Da nur der Grundbedarf gedeckt sei, stelle man auch sicher, dass weiterhin sorgsam mit Energie umgegangen werde, denn: „Energie ist ein kostbares Gut und jeder Beitrag, Energie einzusparen, hilft“, so Gewessler. Gerade wenn es um das Stromsparen gehe, würden „kleine Dinge oft den Unterschied machen“, sei es, den Kühlschrank abzutauen, LED-Lampen zu verwenden oder die Waschmaschine nicht halb leer laufen zu lassen. „Gerade jetzt müssen wir an einem Strang ziehen“, so die Energieministerin, die sich bei allen Beteiligten für das Zustandekommen des Beschlusses bedankte.

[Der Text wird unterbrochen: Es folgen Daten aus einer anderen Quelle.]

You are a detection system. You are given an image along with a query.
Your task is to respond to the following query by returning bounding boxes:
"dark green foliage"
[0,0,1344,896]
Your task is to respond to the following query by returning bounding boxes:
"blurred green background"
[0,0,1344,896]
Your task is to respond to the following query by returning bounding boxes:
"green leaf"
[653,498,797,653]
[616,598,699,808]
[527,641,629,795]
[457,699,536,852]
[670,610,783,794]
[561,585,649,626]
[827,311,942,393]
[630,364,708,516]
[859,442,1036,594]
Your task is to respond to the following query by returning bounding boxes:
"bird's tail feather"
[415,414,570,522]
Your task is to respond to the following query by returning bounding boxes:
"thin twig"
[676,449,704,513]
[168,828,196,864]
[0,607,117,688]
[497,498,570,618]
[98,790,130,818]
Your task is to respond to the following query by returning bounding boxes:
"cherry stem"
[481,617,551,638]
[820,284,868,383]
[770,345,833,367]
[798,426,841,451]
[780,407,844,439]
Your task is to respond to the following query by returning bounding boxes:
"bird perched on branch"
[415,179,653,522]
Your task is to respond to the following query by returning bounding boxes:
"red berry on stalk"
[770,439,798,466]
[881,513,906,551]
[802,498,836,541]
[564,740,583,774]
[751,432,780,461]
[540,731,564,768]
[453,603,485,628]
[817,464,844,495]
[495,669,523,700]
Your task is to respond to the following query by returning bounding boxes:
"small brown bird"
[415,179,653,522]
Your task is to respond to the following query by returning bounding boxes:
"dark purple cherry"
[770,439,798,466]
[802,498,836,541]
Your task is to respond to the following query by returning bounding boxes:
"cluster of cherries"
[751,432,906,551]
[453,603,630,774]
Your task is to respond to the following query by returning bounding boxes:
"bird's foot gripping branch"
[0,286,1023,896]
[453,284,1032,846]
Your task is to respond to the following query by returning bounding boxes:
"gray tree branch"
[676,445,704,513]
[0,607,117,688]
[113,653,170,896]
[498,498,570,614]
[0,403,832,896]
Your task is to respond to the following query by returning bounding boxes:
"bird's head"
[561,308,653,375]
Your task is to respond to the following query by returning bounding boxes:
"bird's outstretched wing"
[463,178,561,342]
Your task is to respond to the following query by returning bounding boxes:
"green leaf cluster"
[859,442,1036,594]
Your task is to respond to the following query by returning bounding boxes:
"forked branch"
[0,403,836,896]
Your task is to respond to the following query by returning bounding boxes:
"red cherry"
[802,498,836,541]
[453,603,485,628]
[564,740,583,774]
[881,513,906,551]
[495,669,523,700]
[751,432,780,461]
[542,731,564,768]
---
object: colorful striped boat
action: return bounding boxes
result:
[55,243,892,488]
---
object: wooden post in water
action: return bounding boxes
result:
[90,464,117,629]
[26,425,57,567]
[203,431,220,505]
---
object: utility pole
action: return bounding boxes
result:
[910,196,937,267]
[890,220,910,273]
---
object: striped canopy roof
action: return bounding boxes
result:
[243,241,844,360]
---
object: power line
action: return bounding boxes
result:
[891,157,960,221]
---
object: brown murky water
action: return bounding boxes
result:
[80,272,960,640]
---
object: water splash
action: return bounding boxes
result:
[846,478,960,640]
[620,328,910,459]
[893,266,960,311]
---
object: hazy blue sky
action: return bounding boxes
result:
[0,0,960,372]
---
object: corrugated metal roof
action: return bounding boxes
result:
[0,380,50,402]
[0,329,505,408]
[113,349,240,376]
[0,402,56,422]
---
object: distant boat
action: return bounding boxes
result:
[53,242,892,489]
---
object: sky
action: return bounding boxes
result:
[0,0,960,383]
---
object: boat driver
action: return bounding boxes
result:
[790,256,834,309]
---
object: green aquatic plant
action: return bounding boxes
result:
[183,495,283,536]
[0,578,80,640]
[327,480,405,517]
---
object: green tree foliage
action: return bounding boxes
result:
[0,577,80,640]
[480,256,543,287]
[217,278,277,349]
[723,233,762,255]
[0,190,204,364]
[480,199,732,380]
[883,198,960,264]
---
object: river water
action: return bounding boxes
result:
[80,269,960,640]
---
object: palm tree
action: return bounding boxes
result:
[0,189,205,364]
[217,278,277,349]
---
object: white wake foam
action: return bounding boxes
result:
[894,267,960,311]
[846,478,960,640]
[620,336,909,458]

Finanzminister Brunner: Österreich bei Tempo und Volumen der Maßnahmen ganz vorne dabei

„Die Zeiten sind extrem herausfordernd. Wir kämpfen als Bundesregierung seit einem halben Jahr mit ganz komplexen Problemen, für die es keine simplen Lösungen gibt“, so Finanzminister Magnus Brunner. Die hohen Kosten würden alle Menschen im Land belasten, die Teuerung sei inzwischen auch im Mittelstand angekommen. Man habe aber sehr viele Maßnahmen auf den Weg gebracht: „Es gibt keine Bevölkerungsgruppe, die wir nicht mit einem Entlastungsschritt entsprechend unterstützt haben und die Maßnahmen kommen an.“ Nächstes Jahr würden auch strukturelle Maßnahmen wie die Valorisierung der Sozialleistungen wirksam werden. „Sowohl was das Tempo betrifft, als auch was das Volumen betrifft, sind wir europaweit ganz vorne dabei“, zeigte sich Brunner sicher. Da der Strompreis aber immer weiter ansteige, müsse man als Bundesregierung die Bremse ziehen, wobei auch auf die Integrierung einer soziale Staffelung Wert gelegt wurde. „Insgesamt belaufen sich die Kosten auf 3 bis 4 Milliarden Euro“, so der Finanzminister, wobei dies auch von der Vertragssituation und der Entwicklung der Marktpreise abhänge.